Dec 09 2014 Published by under BlogBlather, Day in the life of DrugMonkey

People selected to pontificate at an audience on the basis of prior accomplishments in a related context are invariably less interesting than people selected because they have interesting things to say.

8 responses so far

  • Philapodia says:

    You just don't have the $30K to pay Jim Watson to come talk, do you...

  • thorazine says:

    You know, I was at the Berkeley seminar that first got Watson his notoriety as a bigoted old crank, and it was definitely interesting. Crazy and stupid, yes; boring, no.

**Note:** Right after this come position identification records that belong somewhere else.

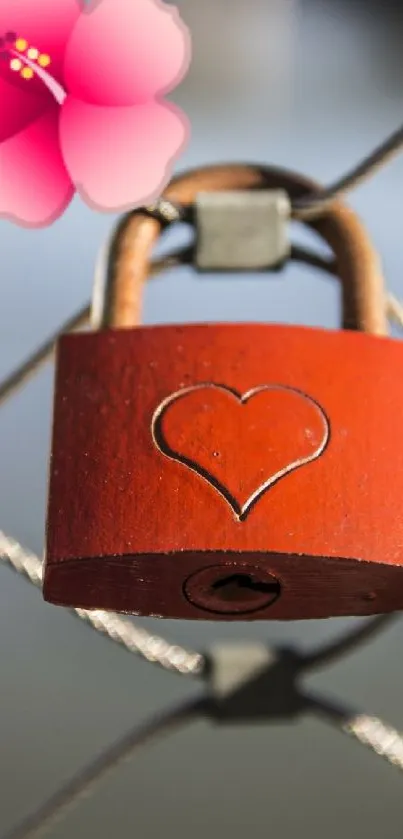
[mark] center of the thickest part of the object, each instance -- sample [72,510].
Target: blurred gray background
[309,85]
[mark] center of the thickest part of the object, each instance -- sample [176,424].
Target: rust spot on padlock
[280,452]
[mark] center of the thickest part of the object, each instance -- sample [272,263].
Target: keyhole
[243,587]
[232,588]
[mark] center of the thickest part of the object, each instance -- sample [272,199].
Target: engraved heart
[242,444]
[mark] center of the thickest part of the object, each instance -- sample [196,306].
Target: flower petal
[119,158]
[18,108]
[44,24]
[123,52]
[35,188]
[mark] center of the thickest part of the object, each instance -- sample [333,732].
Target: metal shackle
[356,261]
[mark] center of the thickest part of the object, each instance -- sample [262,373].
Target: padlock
[229,471]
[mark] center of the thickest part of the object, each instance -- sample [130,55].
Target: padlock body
[227,472]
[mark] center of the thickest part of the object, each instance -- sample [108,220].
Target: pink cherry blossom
[82,107]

  • I remember going to a packed lecture hall about 20 years ago when Watson was giving a talk. He didn't say anything crazy then, but it was clear he didn't know much in terms of current scientific details (he was giving a general "Cold Spring Harbor is cool" talk and appeared to have been handed a series of slides contributed by active researchers there).

  • Beaker says:

    This thought also applies to nostalgic pontifications about "how I got grants" given by graybeards who funded their last NIH grant back in the days of the doubling.

  • Philapodia says:

    Looks like Watson will be getting his Nobel back a well as keeping the $4.8M (1). Good to know that Jim will be OK. He can still buy groceries, as well as buying that painting he's had his eye on (2).

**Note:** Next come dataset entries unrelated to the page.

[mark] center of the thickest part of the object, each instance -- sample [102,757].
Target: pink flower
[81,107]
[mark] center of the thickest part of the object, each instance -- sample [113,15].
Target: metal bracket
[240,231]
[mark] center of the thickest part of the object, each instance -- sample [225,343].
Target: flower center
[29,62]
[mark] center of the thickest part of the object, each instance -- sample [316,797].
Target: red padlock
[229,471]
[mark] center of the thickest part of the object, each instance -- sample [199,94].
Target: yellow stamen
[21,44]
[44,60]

    1) http://www.bbc.com/news/world-europe-30406322
    2) http://www.telegraph.co.uk/news/science/11261872/James-Watson-selling-Nobel-prize-because-no-one-wants-to-admit-I-exist.html

  • The Other Dave says:

    Tell me about it! I have never heard a great seminar from someone after they've won the Nobel prize. But the same people BEFORE they won -- brilliant.

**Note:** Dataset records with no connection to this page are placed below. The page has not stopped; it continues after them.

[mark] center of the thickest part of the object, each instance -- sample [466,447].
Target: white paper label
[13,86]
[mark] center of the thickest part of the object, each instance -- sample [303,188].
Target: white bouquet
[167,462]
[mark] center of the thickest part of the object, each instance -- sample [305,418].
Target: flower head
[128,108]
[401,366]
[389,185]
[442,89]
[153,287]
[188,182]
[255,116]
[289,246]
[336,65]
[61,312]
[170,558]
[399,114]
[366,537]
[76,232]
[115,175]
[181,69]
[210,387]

    My strategy, when in charge of seminars, is to invite new assistant professors. The invite is good for their CV, and I figure they just got a job so they must have a decent talk ready too.

  • Crystal Voodoo says:

    I've attended talks given by a crystallographer Nobel laureate both pre- and post-Nobel; both were equally meh. Alternately, I heard Roger Tsien and Ada Yonath give talks post-Nobel, and they were fabulous. The differences were (a) new and interesting data with an eye towards the future, (b) an engaging speaker who was excited about their science, and (c) in the case of Dr. Yonath, a lot of awesome dirty laundry airing. I think that bad speakers are bad no matter what their credentials, and that old data is boring unless you've got 'skeleton in the closet stories' that make it interesting.

  • olympiasepiriot says:

    I'd like to confess the most interesting scientific talk I've heard in the last year was by a senior (very!) engineer in my local municipal buildings department talking to a roomful of mostly construction engineers telling them all the ways the codes here are insufficient to really guarantee that they build completely safe underpinning of adjacent structures -- if those doing the work are determined to do a bare minimum.

    I know this isn't what most readers here would think of when it comes to a conference topic, but the applied science and life preservation aspects are huge and having someone from "inside" tell an audience of people from "outside" how much risk there really is was fab.

    Possibly, I shouldn't have used the word "talking" in the first sentence...maybe it should be "berating".